I recall when I finally did become a parent, that my own mother was surprisingly respectful of my parenting desires. We didn’t get to be together often, since she was eight hundred miles away when the kids were small, so when we were at her home, we stayed for a full week. She was careful to ask what the nap schedule was, how bedtime routines went, what foods she should have in the house, and how she could best support “normal” for the kids. I appreciated that at the time. I appreciate it even more when I look back and think, surely she had ideas on what SHE wanted to do with the kids, how SHE would have coached me to do things differently based on her parenting experience, and what would have met HER needs as we invaded her home. Instead, she parented me—her adult daughter—and grand-parented my children the way we were most receptive to. As appreciative as I am of the grace she demonstrated, I do wonder if I missed out by not asking more often:” Mom, what would you do…?”

I wonder if God thinks the same thing about me. Does He parent me based on my receptivity to His support and encouragement? How much am I missing in what He has to give me by misinterpreting my shame and guilt for His judgment? What would happen in my own parenting if I stopped more often to ask, “God, what would you have me do…?”

If we don’t get to have it our way, can we be better parents (and eventually grandparents) if we choose to have it God’s way in the first place? That doesn’t mean we don’t lay plans. My mom would put our visits on the calendar, get the groceries in, make the beds, have some options for activities planned, and even some surprises in store. But by being prepared and NOT rigid in her plan, we had far more fun together.

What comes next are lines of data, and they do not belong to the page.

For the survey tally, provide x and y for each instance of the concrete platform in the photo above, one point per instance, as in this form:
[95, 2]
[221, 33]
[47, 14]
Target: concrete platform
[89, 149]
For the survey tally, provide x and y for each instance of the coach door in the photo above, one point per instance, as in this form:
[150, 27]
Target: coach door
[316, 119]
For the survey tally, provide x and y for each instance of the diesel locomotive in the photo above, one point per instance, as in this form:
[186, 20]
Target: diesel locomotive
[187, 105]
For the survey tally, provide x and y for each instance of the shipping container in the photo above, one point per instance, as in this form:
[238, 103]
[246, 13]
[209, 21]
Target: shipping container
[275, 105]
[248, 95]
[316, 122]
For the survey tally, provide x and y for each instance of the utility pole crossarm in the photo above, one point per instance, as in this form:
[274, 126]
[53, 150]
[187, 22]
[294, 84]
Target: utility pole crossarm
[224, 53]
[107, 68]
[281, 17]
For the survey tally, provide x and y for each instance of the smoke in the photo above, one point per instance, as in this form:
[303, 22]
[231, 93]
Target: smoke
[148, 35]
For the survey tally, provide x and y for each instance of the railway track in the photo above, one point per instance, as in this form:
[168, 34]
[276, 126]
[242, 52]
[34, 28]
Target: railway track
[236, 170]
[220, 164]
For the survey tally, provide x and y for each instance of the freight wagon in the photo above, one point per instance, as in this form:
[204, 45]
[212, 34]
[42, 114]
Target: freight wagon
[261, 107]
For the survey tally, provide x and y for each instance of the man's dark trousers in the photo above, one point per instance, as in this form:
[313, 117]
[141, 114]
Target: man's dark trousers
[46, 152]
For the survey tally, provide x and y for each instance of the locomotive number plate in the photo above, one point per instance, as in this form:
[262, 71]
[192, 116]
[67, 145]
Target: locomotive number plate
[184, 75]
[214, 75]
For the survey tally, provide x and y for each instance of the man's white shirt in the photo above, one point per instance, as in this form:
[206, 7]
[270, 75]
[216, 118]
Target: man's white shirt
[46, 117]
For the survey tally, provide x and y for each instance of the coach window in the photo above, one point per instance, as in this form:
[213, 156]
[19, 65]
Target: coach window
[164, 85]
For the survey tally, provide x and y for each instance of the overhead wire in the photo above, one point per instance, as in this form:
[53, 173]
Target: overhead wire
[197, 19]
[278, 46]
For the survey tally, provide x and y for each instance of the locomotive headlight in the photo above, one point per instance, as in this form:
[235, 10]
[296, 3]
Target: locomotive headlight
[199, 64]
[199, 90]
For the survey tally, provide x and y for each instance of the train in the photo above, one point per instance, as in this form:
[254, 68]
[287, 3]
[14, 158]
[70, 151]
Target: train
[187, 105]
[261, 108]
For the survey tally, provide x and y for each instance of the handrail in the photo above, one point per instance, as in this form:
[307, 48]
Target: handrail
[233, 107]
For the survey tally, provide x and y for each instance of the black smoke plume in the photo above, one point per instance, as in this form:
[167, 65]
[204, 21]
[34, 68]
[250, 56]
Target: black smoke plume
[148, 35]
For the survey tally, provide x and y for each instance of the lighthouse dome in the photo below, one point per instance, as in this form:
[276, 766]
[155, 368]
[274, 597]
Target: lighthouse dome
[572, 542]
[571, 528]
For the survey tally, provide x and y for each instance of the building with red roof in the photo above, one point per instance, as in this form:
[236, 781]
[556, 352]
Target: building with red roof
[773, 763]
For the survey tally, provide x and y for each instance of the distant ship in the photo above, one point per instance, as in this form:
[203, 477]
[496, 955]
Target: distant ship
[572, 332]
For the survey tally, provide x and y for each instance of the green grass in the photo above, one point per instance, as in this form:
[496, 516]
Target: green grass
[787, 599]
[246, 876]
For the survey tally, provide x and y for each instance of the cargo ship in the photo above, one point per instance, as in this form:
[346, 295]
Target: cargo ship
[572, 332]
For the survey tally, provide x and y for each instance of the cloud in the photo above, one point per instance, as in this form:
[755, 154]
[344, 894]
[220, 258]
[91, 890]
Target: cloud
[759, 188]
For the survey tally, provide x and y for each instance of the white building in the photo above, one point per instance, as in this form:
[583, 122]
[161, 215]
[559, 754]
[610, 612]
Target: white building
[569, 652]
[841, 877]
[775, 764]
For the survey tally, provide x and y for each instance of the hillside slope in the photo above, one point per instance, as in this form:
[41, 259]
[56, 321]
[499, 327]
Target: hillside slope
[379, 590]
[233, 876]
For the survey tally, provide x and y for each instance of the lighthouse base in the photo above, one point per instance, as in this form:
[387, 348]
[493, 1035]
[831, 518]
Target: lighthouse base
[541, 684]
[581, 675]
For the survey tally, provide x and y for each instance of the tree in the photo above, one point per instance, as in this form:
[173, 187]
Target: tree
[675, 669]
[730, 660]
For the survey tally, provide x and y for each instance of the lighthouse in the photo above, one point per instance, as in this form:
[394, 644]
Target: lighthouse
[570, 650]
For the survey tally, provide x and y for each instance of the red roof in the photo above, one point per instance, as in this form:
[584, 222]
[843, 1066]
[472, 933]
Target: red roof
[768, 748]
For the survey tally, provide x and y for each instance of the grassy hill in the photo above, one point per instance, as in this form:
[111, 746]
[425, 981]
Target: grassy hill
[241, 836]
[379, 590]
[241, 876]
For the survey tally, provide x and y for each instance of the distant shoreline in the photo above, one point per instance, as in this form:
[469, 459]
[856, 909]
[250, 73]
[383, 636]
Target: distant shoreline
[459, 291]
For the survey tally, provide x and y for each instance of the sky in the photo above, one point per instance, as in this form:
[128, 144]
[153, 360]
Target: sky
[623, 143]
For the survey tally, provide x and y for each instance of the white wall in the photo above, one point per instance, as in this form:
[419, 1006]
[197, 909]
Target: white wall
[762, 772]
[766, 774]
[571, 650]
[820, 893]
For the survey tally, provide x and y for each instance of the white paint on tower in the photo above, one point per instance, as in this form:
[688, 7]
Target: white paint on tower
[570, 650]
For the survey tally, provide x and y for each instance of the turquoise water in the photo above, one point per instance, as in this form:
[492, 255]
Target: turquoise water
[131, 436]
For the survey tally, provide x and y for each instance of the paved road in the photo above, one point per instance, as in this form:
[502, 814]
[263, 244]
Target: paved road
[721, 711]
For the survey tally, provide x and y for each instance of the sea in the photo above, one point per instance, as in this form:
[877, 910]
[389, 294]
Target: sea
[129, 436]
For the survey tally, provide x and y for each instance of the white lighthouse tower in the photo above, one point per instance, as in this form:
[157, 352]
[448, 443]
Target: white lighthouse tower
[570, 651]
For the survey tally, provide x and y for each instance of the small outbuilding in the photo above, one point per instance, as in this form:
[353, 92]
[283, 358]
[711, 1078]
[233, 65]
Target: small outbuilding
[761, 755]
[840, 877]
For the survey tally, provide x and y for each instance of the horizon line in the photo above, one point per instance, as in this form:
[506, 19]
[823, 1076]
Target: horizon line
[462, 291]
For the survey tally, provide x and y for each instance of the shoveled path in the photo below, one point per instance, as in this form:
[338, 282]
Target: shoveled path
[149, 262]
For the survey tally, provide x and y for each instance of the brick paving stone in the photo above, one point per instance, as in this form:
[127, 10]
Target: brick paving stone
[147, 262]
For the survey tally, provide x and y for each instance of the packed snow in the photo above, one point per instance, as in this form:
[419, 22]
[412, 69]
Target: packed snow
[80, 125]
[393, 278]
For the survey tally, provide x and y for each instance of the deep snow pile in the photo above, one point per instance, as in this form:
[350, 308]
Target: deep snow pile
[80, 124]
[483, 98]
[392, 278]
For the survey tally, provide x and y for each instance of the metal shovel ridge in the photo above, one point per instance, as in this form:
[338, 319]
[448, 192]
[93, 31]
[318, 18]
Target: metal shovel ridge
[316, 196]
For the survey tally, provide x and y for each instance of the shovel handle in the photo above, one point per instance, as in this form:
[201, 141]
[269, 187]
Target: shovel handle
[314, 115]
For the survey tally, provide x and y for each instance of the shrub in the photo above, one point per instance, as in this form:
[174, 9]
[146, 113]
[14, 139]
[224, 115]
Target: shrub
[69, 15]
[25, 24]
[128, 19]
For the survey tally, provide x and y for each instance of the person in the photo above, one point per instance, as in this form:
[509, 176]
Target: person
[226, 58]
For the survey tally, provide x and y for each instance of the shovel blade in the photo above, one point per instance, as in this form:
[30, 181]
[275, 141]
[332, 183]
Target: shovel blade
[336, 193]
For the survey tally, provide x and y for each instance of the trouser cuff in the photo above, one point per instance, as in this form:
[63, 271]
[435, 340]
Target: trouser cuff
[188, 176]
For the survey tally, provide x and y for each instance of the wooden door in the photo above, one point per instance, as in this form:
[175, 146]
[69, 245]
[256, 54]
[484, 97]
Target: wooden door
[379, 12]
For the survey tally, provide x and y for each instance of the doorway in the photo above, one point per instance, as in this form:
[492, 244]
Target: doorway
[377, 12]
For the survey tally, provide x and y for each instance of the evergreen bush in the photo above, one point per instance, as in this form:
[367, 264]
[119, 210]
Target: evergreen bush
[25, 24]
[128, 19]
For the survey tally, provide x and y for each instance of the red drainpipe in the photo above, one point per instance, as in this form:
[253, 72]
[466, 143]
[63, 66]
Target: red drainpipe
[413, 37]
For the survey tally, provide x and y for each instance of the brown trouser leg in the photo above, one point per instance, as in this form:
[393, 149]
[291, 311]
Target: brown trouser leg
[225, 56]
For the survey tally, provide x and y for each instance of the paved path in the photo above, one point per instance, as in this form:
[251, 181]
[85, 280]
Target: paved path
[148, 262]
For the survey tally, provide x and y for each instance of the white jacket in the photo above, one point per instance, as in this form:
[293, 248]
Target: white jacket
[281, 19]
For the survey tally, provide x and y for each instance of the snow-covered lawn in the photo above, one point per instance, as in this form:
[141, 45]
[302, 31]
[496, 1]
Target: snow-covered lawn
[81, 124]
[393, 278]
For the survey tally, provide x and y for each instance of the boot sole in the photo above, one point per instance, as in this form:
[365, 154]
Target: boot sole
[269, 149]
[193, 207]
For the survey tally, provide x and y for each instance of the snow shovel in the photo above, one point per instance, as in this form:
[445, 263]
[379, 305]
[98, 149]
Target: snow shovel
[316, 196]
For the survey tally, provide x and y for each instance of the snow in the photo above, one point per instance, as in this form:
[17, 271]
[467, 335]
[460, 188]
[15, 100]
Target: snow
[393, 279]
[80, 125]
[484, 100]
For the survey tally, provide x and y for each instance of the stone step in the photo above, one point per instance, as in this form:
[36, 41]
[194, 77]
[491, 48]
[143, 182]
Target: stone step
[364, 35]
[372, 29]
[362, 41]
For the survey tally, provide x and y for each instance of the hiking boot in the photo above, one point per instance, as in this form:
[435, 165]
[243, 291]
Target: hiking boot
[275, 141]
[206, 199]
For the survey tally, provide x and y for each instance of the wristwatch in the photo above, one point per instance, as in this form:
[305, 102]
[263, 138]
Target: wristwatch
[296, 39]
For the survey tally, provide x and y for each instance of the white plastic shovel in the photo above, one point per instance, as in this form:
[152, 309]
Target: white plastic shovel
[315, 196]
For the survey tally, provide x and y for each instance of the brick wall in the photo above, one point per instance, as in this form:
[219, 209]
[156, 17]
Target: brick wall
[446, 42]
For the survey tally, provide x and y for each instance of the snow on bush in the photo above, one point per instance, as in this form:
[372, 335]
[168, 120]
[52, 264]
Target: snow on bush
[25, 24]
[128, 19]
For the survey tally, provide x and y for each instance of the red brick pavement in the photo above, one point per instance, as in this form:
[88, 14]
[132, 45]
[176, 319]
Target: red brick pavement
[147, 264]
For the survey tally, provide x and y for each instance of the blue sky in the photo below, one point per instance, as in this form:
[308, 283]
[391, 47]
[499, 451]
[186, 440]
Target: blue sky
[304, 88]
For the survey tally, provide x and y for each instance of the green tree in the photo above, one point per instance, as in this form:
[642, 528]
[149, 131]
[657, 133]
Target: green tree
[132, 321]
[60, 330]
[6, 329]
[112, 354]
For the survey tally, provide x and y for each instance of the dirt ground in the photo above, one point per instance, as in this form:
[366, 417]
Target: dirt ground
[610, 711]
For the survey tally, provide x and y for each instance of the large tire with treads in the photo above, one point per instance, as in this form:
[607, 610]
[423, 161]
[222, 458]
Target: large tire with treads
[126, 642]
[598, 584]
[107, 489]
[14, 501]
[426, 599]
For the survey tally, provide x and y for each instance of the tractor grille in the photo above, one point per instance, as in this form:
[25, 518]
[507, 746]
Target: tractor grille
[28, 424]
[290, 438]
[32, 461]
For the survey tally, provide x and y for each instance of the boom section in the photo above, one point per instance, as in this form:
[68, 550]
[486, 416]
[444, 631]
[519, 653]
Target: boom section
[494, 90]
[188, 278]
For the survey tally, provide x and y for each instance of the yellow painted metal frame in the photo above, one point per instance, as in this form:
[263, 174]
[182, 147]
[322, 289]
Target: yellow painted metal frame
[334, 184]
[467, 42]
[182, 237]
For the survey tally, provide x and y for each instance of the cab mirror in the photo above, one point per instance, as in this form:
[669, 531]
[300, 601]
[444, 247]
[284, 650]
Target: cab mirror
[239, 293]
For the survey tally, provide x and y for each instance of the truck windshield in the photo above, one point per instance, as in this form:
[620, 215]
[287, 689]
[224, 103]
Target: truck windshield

We now have kids that span the ages from college student to new parent. As I experience the rules and roles changing, I’m trying to follow my mom’s lead. RESPECT their adult choices. PLAN but let them lead. Allow myself to be the one NOT IN CONTROL. ASK the Lord for HIS plan for my role to be clear. As I get better at that, I’m amazed to say that even though I clearly see the triggers still firing, I’m also seeing the respect reflected. “Mom what do you think?” “Mom, could you help me with this?” “Mom, I love spending time together.”

NOT MY WAY is far better than I would have done on my own. Isaiah 55 promises God has a good plan. When we can follow His parental lead, the result will be better than our way, even when we relinquish control.